The state can’t recoup Medicaid payments from nurses because of paperwork errors if the care provided by the nurses can be verified, according to the state Supreme Court.
In a unanimous ruling last week, the court said the state Department of Health Services improperly sought to recoup payments from independent private-duty nurses after audits found their records were not “perfect.”
Many of the nurses, represented by Wisconsin Professional Homecare Providers, care for severely disabled patients in their homes. The state tried to recoup $15,000 to $48,000 from each of four nurses because of inconsistencies between their notes and medical records, but not because of fraud, according to the lawsuit.
In some cases, the state sought thousands of dollars for multiple entire shifts because a nurse didn’t include a physician’s prescription for Tylenol or vitamin D, supplements that can be bought over the counter, according to Madison attorney Diane Welsh, who represented the nurses.
The state sought repayment for multiple days of full shifts when nurses wrote that they had fed patients according to plans of care instead of specifying times and amounts, and when nurses didn’t sign pre-authorization documents for care even though state rules are contradictory on whether signatures are required, Welsh told the Wisconsin State Journal in 2016.

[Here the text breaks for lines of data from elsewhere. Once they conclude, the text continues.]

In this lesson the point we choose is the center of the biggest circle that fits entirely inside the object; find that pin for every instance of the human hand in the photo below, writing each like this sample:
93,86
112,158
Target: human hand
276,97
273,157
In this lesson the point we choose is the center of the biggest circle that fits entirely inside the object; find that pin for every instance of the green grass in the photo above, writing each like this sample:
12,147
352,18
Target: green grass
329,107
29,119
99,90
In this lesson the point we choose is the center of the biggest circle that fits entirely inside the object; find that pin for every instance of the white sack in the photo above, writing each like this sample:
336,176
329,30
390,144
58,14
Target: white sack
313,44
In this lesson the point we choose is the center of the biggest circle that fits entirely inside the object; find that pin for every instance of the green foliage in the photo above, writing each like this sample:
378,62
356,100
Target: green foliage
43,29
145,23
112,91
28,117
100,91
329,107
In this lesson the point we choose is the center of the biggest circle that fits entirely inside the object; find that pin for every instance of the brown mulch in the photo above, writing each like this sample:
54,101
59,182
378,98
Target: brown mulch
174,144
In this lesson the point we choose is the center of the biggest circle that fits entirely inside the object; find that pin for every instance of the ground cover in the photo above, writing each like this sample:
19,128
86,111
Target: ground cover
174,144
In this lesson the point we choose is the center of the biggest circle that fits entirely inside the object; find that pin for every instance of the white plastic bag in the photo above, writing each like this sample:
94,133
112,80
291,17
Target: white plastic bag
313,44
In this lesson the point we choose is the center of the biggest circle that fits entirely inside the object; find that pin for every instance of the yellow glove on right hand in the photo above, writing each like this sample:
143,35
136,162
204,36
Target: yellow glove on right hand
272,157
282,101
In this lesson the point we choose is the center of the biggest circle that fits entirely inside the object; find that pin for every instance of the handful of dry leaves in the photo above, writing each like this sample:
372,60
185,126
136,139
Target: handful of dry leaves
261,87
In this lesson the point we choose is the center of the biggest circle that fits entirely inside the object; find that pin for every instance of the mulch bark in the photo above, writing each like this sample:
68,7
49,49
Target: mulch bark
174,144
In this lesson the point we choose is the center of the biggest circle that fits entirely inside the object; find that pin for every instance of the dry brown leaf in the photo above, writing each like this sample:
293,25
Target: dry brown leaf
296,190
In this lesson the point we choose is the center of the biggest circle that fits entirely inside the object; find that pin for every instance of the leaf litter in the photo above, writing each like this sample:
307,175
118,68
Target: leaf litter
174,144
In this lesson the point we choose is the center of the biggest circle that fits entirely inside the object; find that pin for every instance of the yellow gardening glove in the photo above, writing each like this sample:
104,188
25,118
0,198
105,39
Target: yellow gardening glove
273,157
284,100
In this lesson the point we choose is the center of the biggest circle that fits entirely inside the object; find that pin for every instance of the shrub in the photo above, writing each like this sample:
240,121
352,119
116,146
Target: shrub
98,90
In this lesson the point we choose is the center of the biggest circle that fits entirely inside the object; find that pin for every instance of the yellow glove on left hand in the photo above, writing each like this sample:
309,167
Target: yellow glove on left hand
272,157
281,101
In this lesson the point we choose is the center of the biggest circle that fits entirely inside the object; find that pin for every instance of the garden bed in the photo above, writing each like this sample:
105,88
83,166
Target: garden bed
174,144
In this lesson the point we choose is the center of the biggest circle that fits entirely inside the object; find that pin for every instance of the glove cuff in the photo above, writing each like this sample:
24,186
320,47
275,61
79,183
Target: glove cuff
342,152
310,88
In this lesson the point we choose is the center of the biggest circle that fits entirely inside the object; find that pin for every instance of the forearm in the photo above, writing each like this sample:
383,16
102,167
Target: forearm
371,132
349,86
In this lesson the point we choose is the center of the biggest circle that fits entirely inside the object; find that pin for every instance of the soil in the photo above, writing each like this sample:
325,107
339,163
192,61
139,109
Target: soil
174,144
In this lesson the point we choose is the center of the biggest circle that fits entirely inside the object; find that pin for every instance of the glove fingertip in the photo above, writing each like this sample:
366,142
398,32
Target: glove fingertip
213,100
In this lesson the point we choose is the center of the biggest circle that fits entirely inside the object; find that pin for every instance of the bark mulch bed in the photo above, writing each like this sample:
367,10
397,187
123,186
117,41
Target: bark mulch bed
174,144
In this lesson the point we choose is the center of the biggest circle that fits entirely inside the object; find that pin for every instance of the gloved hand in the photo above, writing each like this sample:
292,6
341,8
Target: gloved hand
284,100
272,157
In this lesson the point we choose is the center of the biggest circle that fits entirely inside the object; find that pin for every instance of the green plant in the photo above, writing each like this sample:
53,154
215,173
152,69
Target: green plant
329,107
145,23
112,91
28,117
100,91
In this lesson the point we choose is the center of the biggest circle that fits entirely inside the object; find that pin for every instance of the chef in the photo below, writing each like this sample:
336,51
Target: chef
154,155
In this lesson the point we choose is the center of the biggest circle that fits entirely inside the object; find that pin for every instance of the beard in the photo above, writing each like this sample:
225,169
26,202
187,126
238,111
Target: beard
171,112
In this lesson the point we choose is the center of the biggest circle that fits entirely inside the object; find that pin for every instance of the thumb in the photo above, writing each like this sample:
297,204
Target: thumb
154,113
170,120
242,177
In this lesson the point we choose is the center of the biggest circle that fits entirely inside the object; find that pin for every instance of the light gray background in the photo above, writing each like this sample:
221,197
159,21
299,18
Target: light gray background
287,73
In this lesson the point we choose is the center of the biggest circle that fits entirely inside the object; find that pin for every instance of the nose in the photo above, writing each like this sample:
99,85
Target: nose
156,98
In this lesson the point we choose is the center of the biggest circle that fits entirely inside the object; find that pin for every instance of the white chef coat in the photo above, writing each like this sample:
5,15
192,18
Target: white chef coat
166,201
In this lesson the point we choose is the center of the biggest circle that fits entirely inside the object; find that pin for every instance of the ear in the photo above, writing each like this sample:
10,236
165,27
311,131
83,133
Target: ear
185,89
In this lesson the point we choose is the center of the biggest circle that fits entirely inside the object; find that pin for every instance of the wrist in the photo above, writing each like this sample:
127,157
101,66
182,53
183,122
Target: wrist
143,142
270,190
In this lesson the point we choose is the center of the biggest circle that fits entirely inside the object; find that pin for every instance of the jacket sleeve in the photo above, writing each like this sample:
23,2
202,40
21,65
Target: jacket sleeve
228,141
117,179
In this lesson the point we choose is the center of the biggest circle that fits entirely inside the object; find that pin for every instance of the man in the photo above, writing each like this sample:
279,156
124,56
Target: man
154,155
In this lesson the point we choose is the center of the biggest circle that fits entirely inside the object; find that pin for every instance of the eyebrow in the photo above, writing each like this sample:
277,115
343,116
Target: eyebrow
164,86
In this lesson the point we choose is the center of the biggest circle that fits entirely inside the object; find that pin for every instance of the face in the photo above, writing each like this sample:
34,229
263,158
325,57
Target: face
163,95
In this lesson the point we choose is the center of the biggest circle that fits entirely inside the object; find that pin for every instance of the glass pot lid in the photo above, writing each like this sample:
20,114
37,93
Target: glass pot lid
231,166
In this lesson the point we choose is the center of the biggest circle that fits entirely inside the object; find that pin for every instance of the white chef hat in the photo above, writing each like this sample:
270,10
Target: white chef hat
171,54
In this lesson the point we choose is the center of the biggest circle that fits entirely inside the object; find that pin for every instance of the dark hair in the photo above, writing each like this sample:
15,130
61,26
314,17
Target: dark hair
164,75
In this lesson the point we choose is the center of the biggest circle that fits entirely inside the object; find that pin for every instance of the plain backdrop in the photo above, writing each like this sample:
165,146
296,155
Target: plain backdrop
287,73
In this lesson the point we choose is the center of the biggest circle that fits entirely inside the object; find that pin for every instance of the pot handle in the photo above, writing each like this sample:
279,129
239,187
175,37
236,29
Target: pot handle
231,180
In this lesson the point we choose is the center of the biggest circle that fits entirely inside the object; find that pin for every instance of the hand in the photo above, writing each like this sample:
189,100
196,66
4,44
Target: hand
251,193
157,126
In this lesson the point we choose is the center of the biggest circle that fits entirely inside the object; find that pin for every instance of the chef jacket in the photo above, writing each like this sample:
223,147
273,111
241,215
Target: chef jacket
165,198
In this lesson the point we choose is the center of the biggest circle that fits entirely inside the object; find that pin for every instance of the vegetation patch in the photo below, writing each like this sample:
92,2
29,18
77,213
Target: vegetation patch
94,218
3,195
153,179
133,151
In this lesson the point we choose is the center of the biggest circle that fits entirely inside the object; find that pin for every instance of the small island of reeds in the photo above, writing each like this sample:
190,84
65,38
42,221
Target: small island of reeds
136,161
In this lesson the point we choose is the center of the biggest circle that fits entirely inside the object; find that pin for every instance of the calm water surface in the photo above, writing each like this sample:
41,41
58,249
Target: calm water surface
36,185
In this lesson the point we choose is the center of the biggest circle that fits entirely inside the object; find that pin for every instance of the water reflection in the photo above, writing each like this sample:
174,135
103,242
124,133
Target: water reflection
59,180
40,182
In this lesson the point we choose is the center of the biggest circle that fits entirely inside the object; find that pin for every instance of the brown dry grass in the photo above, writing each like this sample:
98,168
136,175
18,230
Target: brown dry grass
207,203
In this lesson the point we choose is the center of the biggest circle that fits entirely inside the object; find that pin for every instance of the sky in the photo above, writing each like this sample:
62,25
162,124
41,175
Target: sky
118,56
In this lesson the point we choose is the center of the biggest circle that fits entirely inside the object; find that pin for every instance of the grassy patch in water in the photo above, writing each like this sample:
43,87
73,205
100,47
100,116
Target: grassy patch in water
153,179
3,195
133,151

A Waukesha County Circuit Court judge ruled in favor of the nurses in 2016, but last year the Court of Appeals reversed the decision.
The Supreme Court sided with the nurses, saying the health department can recoup payments only if it can’t verify that the service was provided, the claim is appropriate and the reimbursement is accurate.
“There is no legal basis for the perfection policy,” the ruling said.
“I look forward to working with the Department of Health Services on tactics that effectively address fraud, waste and abuse but do not unjustly take hard-earned money from providers,” said Welsh, of the Pines Bach law firm.
State health department spokeswoman Elizabeth Goodsitt said Monday the agency is “still evaluating the impact of the decision.” In 2016, she said the department’s Office of the Inspector General had been created five years earlier to improve fraud prevention and “public assistance program integrity.”
“Documentation of medical care is a vital part of patient care and patient safety,” Goodsitt said.